Tompkins County’s Veterans Day Ceremony will be held Nov. 11, 11 a.m. to noon at DeWitt Park in Ithaca.

Information: www.veteransdayparadetompkins.org

Physics of origami

Physicist and origami artist Robert Lang will give a talk on the intersection of physics, mathematics and the ancient Japanese art of paper-folding at the Department of Physics Colloquium, Nov. 4, 4 p.m. in Schwartz Auditorium, Rockefeller Hall. Refreshments served at 3:30 p.m.

The last decade has seen a revolution in the development of new mathematical techniques and their application to origami, and along the way, enabling origami designs of “mind-blowing complexity and realism” and solving practical engineering problems.

In his talk, “From Flapping Birds to Space Telescopes: The Mathematics of Origami,” Lang will discuss how geometric concepts led to the solution of a broad class of origami folding problems – specifically, the problem of efficiently folding a shape with an arbitrary number and arrangement of flaps.

Information: http://www.physics.cornell.edu/events-2/

Covering politics

The Program on Freedom and Free Societies sponsors a talk by political reporter Robert Costa, “Tweeting from the Cloakroom: Covering Politics for a New Generation,” Nov. 4 at 5:30 p.m. in 103 Rockefeller Hall.
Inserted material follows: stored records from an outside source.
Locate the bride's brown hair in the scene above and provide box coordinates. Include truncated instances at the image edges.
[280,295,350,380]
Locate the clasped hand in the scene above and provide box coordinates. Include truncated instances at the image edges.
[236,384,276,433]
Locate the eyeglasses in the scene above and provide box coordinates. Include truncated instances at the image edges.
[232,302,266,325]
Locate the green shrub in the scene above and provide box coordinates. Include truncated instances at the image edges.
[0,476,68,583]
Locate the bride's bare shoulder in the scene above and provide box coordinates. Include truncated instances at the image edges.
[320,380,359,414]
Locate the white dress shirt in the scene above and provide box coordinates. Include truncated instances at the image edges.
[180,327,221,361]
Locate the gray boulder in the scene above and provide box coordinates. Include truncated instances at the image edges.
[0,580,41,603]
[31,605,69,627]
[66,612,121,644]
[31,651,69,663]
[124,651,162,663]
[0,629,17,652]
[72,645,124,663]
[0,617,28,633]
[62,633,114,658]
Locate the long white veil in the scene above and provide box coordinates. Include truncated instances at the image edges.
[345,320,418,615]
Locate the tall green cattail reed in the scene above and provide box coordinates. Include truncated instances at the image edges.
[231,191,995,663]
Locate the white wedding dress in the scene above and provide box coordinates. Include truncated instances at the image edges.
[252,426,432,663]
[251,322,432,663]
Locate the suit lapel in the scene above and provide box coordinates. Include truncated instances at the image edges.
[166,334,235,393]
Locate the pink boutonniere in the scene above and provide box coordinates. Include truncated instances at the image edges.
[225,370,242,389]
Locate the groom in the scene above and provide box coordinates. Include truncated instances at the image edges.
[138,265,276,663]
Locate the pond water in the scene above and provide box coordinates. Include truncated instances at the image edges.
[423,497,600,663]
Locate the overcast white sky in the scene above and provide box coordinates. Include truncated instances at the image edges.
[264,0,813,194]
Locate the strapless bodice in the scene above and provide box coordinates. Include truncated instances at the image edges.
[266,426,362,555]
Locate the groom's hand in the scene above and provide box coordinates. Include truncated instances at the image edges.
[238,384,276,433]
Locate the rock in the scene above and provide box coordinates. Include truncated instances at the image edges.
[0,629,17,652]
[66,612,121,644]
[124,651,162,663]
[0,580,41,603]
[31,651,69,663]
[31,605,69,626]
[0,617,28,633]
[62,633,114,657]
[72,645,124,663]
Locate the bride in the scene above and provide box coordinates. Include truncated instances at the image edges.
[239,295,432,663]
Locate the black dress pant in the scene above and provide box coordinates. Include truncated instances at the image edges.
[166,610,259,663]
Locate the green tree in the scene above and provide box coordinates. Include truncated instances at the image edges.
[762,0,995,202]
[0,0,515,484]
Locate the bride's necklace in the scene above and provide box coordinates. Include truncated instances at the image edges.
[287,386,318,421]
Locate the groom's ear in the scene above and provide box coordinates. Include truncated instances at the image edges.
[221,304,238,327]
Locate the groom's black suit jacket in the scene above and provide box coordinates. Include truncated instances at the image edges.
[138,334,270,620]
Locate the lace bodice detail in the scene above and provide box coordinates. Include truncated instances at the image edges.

Free and open to the public.

Costa is Washington editor of the National Review and a CNBC political analyst. He manages the National Review’s Capitol Hill bureau and reports on the White House, Congress and campaigns. He has been cited by Politico and Washingtonian magazine as one of the capital’s best reporters.

Midori in recital

Cornell Concert Series’ 110th season presents violinist Midori in performance Nov. 5 at 8 p.m. in Bailey Hall. She will be joined by chamber pianist Özgür Aydin in a duo recital featuring Mozart’s Sonata in F Major, Fauré’s Sonata in A Major, Schubert’s “Rondo Brilliant” and works by Bloch and Hindemuth.

Tickets are $17-$35, $15 for Cornell students, available at www.baileytickets.com Information: www.cornellconcertseries.com

Midori marks the 31st year of her professional career in 2013 by playing nearly 100 concerts all over the world and releasing two new recordings: one with Aydin, and a rare recording of the Hindemith violin concerto with the North German Radio Symphony Orchestra.

Dana Gioia reading

Acclaimed poet and critic Dana Gioia will read from his work Nov. 7 at 4:30 p.m. in Hollis E. Cornell Auditorium, Goldwin Smith Hall. Free and open to the public.

Gioia is the Judge Widney Professor of Poetry and Public Culture at the University of Southern California and a former chairman of the National Endowment for the Arts. He recently published his fourth volume of poems, “Pity the Beautiful.” Gioia’s 2001 poetry collection “Interrogations at Noon” won the American Book Award, and his 1991 volume of essays “Can Poetry Matter?” was a finalist for a National Book Critics Circle award.

The biennial Robert Chasen Memorial Poetry Reading is presented by the Department of English and Creative Writing Program’s Barbara & David Zalaznick Reading Series. Information: creativewriting@cornell.edu or http://english.arts.cornell.edu/creative/readings/

Canal challenges

Jorge de la Guardia, M.Eng. ’74, will give a public talk on the economic and political challenges of expanding the Panama Canal, Nov. 7 at 4:45 p.m. in 233 Plant Science.

As executive manager of the Panama Canal Authority Locks Project, de la Guardia is overseeing the $3.3 billion expansion of the canal locks, one of the largest infrastructure projects in the world. He has been associated with the canal authority for more than 40 years, participating in the planning, design and construction of hydroelectric projects in Panama for the former Hydraulic Resources and Power Institute, which he served as director general.

His visit is sponsored by the Cornell Institute for Public Affairs and the Cornell Program in Infrastructure Policy.